I am struggling to see the difference here — Leontiskos
I think we're all on the same page, I'm just using the word "claim" instead of "assert", and also drafting the word "say", all three of which have considerable overlap in everyday speech.
Therefore I would prefer a distinction between a possessor of assertoric force which requires a speaker/asserter and one that does not. I thought J was saying, "This thing has assertoric force even before you pick it up and assert it." — Leontiskos
The key difference is affirming a claim – that is, a statement -- rather than making your own statement about how the world is. — J
Some points I'm mulling:
(1) We have to decide something about locutions like "This sentence claims ..." or "This sign says ..." and so on. I consider it a live option to take them at face-value. It is more common to treat this as a manner of speaking, perhaps glossing "The sign says we have stop" as "If a person were to speak the word printed on the sign, she would be saying that we have to stop," on the smarty-pants grounds that signs don't talk and to say otherwise is anthropomorphizing them. You can also say that they are said to "speak" by courtesy, or argue directly that either an artifact or an abstract object like a proposition, as it were, "borrows" our ability to mean things, that we, as it were, "lend" them our ability to mean things --- as if to say a stop sign is a sort of ghostly police officer, and he has imbued the sign with his spirit.
(2) There's a little bit of a puzzle about the "affirming" language, because it makes asserting sound like it has an extra step, so that it strongly resembles indirect discourse. As if a person making an assertion were "channeling" a spirit guide: there's an internalized claim presented, which you speak on Ephraim's behalf, and by so speaking endorse it.
((3) And here I'll note that this pattern is reminiscent of the prosentential theory of truth, as well as other deflationary theories of truth such as Ramsey and Wittgenstein appeared to hold, such that the use of "... is true" is primarily to endorse what someone else has said.)
(4)
@Leontiskos seems almost to suggest that statements have a sort of hole in them, like Frege's functions, waiting for an agent to be inserted and complete the assertion. But we need more than an agent, we need an actual utterance (even if internal), and then we're faced with the problem of intention as well --- some of that context will take care (I'm acting in a play), but some it won't (I was just saying what he wanted to hear).
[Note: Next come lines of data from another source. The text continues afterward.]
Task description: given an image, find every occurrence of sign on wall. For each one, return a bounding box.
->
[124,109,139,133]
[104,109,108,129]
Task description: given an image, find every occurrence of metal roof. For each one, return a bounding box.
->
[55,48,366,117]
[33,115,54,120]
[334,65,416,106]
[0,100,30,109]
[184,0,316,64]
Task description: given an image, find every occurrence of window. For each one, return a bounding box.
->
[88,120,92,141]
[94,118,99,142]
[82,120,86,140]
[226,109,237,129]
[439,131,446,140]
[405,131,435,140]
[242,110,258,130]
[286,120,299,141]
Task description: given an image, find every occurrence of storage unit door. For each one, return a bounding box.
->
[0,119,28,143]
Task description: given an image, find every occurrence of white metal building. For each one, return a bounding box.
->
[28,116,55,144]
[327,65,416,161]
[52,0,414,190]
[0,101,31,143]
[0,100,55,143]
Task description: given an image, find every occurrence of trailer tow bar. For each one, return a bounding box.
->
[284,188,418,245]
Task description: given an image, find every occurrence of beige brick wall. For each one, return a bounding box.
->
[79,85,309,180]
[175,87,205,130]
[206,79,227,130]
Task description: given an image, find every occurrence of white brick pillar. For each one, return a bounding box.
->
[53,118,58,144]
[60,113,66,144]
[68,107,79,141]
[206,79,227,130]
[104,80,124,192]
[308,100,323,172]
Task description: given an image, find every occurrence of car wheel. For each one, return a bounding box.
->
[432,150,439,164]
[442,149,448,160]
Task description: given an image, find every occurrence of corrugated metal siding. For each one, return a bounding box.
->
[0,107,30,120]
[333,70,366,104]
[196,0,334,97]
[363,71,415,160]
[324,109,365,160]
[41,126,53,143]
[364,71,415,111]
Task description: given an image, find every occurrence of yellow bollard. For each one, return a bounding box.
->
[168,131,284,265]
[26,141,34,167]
(5) We have to decide --- (4) mentions some of this --- what we want to count as an assertion. Is it fully disambiguated? Are indexicals all resolved? Is the assertion the statement itself, or the claim in the context and at the time it was made? (Is an assertion an event?) ---- Several of these issues do not arise for the language of mathematics, which is entirely tenseless, to start with, requires no speakers or audience, has no sensitivity to context, etc.
(6) And, finally I guess, what about the social aspect of assertion? We generally think of making an assertion as incurring an obligation to stand by it, perhaps to provide justification, to license others to rely upon it, and so forth. There are pragmatic maxims such as "Do not say what you do not have good evidence for" (Grice) or "Do not say what you do not know" (Williamson). It's easy to talk about all this if assertion is entirely external to the "content" of the statement asserted, but goes wobbly if you want to push some of that into the sentence itself.